The Malaysian ringgit has been one of the worst performing currencies in Asia since Donald Trump won the recent US election. Having spoken to several economists, currency strategists and traders for their views, here are a couple of possible reasons why.
1. Higher US treasury yields
Suddenly, US government bonds, the safest investments in the world, don’t seem so appealing anymore with someone who’s so far behaved like a lunatic now at the country’s helm. To compensate for this, yields, or the return you get from buying these bonds, have become much higher. So, foreign investors are pulling their money out of high yield bonds such as those issued by Malaysia, and directing the funds into the US. It is this outflow of funds that is causing the ringgit to crash.
2. Uncertainty over trade
Najib Razak recently received some help when he sold distressed 1Mdb assets to the Chinese. The Malaysian PM recently also visited his counterpart Xi Jinping in Beijing to seal further investments by the Chinese in Malaysia. But because China is now seen as one of the biggest losers from Trump’s anti-trade ideals, Malaysia’s close ties with the country isn’t something investors are very optimistic about, so they could be dumping the ringgit for safer bets, like the Singapore dollar. During his campaigns, Trump had repeatedly vowed to bring factory jobs outsourced to the Chinese back to the US, which could roil the fragile progress China has been making in reforming its economy. Also, with the future of the TPP now on the rocks, the prospect of more expensive trade isn’t helping the currency.
Will it get worse?
Probably, if and when the Fed raises its interest rates, which will cause the USD to rise. Also, don’t forget that the ECB is expected to stop its QE in March, which will make the EUR more attractive. Another reason is Malaysia’s level of debt, which is close to 55% of its GDP, or some RM630 billion ($204 billion). A third of the country’s debts are held by foreigners in the bond market, the highest among all the ASEAN countries. Any sudden pull of money out of the country could be disastrous for the currency.
Will it get better?
Never say never, especially after Malaysia’s closer relationship with China, which has a history of behaving unpredictably to protect its position in the market.

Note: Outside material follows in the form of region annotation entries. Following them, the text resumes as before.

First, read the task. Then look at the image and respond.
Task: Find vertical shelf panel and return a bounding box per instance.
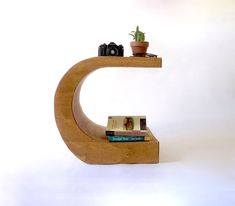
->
[54,57,162,164]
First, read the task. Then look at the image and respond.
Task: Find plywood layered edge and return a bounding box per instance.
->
[54,57,162,164]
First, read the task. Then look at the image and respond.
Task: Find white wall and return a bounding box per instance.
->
[0,0,235,206]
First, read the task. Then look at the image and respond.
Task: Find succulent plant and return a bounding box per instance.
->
[130,26,145,42]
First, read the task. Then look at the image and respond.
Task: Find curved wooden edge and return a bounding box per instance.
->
[54,57,162,164]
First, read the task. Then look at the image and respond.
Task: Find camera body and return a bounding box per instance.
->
[98,42,124,56]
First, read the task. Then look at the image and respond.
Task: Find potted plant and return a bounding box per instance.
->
[130,26,149,57]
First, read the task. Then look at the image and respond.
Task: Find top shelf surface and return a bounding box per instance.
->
[78,56,162,67]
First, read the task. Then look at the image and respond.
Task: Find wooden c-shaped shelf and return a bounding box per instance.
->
[54,57,162,164]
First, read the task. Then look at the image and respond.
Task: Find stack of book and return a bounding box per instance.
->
[106,116,151,142]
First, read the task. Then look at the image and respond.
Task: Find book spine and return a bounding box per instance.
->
[105,130,148,137]
[108,136,150,142]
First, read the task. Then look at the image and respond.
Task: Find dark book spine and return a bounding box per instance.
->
[108,136,145,142]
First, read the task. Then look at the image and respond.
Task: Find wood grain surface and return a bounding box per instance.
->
[54,57,162,164]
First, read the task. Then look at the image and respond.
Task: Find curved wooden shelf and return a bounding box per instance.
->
[54,57,162,164]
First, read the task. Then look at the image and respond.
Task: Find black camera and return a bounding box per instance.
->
[98,42,124,56]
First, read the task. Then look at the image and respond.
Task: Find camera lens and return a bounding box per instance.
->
[107,47,118,56]
[110,49,116,55]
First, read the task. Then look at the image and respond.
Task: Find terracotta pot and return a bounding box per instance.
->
[130,41,149,57]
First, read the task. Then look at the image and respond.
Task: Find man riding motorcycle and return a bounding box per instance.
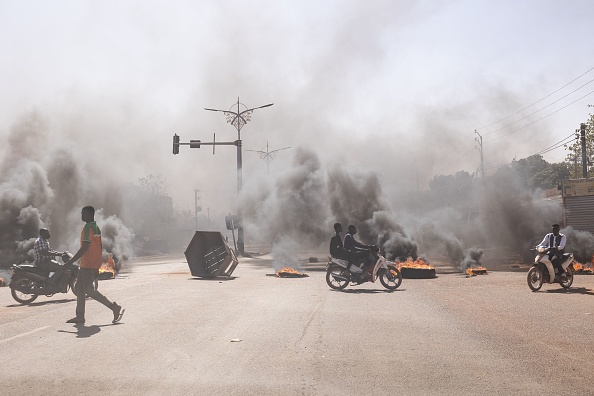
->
[539,224,567,275]
[344,224,377,273]
[33,228,67,293]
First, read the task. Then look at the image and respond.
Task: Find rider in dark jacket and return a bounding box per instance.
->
[344,224,375,272]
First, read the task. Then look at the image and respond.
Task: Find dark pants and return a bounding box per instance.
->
[549,254,565,274]
[76,268,113,318]
[35,260,64,285]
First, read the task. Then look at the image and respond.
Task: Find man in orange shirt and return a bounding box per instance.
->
[65,206,124,323]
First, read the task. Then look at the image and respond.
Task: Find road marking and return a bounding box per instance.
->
[0,326,51,344]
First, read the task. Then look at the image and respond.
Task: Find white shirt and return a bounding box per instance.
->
[539,232,567,250]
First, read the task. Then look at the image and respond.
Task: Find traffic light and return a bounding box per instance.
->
[173,133,179,154]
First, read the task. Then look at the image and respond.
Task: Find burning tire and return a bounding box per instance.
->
[10,278,37,304]
[559,266,573,289]
[377,267,402,290]
[326,265,349,290]
[528,267,540,291]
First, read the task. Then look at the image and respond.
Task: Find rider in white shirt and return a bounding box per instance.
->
[539,224,567,275]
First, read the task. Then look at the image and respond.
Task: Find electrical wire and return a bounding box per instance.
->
[476,67,594,131]
[534,133,575,155]
[483,79,594,136]
[485,91,594,143]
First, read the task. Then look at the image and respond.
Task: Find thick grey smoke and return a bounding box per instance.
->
[0,1,586,272]
[460,247,484,272]
[0,112,132,267]
[556,227,594,264]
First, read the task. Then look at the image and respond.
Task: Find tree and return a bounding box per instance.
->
[510,154,570,191]
[565,105,594,179]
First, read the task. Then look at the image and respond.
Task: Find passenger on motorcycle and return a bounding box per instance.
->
[344,224,377,273]
[539,224,567,275]
[330,223,355,270]
[33,228,66,292]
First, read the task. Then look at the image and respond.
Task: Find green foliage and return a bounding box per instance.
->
[565,110,594,179]
[510,154,570,191]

Higher oil prices may also lift the ringgit. Remember, OPEC is due to meet later this month to discuss possible production cuts to balance supply against demand, which will support the price of oil, at least, over the short term. Meanwhile, oil stocks are already rising because Trump is seen as having no regard for climate change at all, and likely to be supportive of more drilling.
This article first appeared in The Edge Singapore Market Report.